Published 8 Jan 2020 in cs.LG, cs.CR, and stat.ML

Abstract: Adversarial training is one of the most popular ways to learn robust models but is usually attack-dependent and time costly. In this paper, we propose the MACER algorithm, which learns robust models without using adversarial training but performs better than all existing provable l2-defenses. Recent work shows that randomized smoothing can be used to provide a certified l2 radius to smoothed classifiers, and our algorithm trains provably robust smoothed classifiers via MAximizing the CErtified Radius (MACER). The attack-free characteristic makes MACER faster to train and easier to optimize. In our experiments, we show that our method can be applied to modern deep neural networks on a wide range of datasets, including Cifar-10, ImageNet, MNIST, and SVHN. For all tasks, MACER spends less training time than state-of-the-art adversarial training algorithms, and the learned models achieve larger average certified radius.

Citations (167)

Summary

An Expert Overview of MACER: Attack-Free and Scalable Robust Training via Maximizing Certified Radius

The paper "MACER: Attack-free and Scalable Robust Training via Maximizing Certified Radius" introduces a novel approach to robust training of machine learning models, particularly targeting the limitations of adversarial training methods. Traditional adversarial training methods, while popular, suffer from being attack-dependent and computationally expensive due to the iterative nature of generating adversarial examples. The authors propose a methodology, MACER, which circumvents these issues by focusing on maximizing certified radius — a parameter that represents a provable robustness measure — rather than on adversarial examples generation.

Key Contributions

  1. Concept Introduction: MACER, which stands for MAximizing Certified Radius, offers a distinct departure from previous adversarial training approaches by eliminating attack dependency. Instead, the paper leverages randomized smoothing, a technique that facilitates establishing a certified radius that guarantees unchanged predictions within a certain perturbation range.
  2. Algorithm Efficiency: By training models to maximize the certified radius, MACER presents a more efficient methodology. With randomized smoothing providing the certified limits analytically, this method foregoes the need for time-consuming attack iterations. This inherently speeds up the training process. The experiments highlight this by comparing MACER with adversarial training in terms of time and robustness results.
  3. Technical Formulations: The theoretical framework for MACER includes intricate mathematical constructs to ensure surrogate loss functions adhere to desirable properties — differentiability, numerical stability, and serving as an upper bound for classification errors. This is achieved through innovations like soft randomized smoothing which guarantees differentiable bounds.
  4. Empirical Evaluation: Across various datasets, including CIFAR-10, ImageNet, MNIST, and SVHN, MACER demonstrates superior performance in terms of certified radius and empirically measured model robustness. Notably, it trains models that achieve larger average certified radii compared to state-of-the-art adversarially trained models, often with reduced training times.

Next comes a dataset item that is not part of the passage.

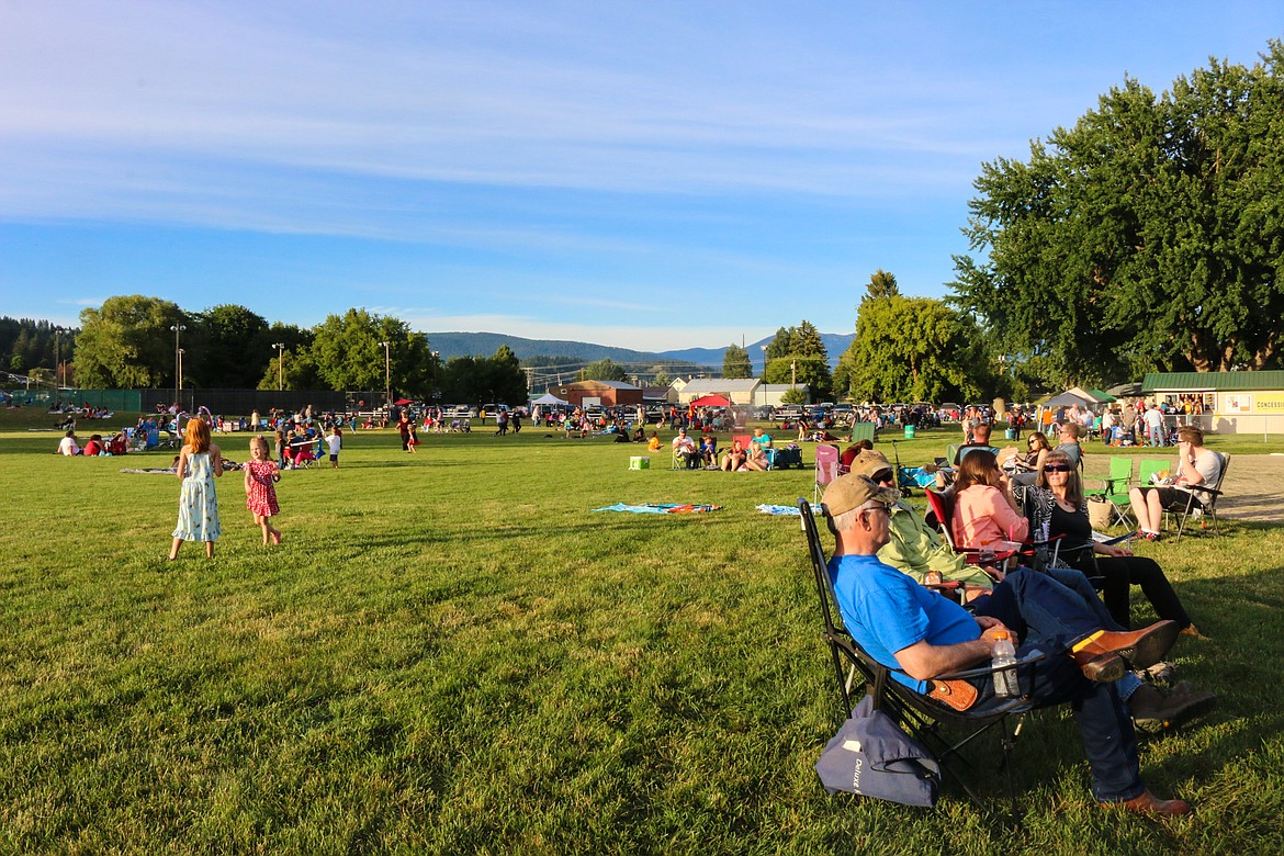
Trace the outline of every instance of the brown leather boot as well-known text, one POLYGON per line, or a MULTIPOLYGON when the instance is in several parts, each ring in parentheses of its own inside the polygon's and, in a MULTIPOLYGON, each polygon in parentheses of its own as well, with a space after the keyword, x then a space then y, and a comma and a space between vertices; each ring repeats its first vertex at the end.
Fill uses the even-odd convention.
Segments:
POLYGON ((1120 807, 1125 811, 1157 817, 1180 817, 1194 812, 1194 809, 1185 800, 1159 800, 1149 791, 1143 791, 1141 796, 1122 802, 1103 802, 1102 806, 1107 809, 1120 807))
POLYGON ((1159 662, 1177 640, 1174 621, 1156 621, 1149 628, 1120 633, 1102 630, 1077 643, 1071 656, 1089 680, 1111 683, 1132 669, 1145 669, 1159 662))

Implications and Future Directions

The MACER algorithm opens new avenues for efficiently training models to be robust against adversarial attacks without being tied to specific adversarial example generation strategies. This research also suggests potential benefits in adapting similar methodologies to other domains where robustness and computational efficiency are critical.

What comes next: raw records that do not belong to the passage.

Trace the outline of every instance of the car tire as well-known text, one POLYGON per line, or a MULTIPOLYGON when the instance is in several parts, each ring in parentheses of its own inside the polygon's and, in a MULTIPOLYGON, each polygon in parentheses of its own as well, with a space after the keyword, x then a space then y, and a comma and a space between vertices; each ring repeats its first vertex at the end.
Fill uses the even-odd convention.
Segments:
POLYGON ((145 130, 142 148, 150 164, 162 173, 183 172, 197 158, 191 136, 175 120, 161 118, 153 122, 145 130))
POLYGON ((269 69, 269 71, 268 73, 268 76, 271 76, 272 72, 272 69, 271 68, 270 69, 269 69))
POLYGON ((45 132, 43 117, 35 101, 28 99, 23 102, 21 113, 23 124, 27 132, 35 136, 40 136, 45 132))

Moreover, future work may build upon MACER's framework to explore semi-supervised learning scenarios, enabling robust generalization even in the presence of unlabeled data, which has been shown in recent research to aid adversarial robustness. The notion that robustness training does not necessarily depend on adversarial samples sheds light on alternative certification-based techniques that could revolutionize robust machine learning model development.

Ultimately, the MACER methodology represents a foundational shift that could lead to more scalable and practically applicable robust learning strategies, marking a step forward in both theoretical and applied dimensions of machine learning security.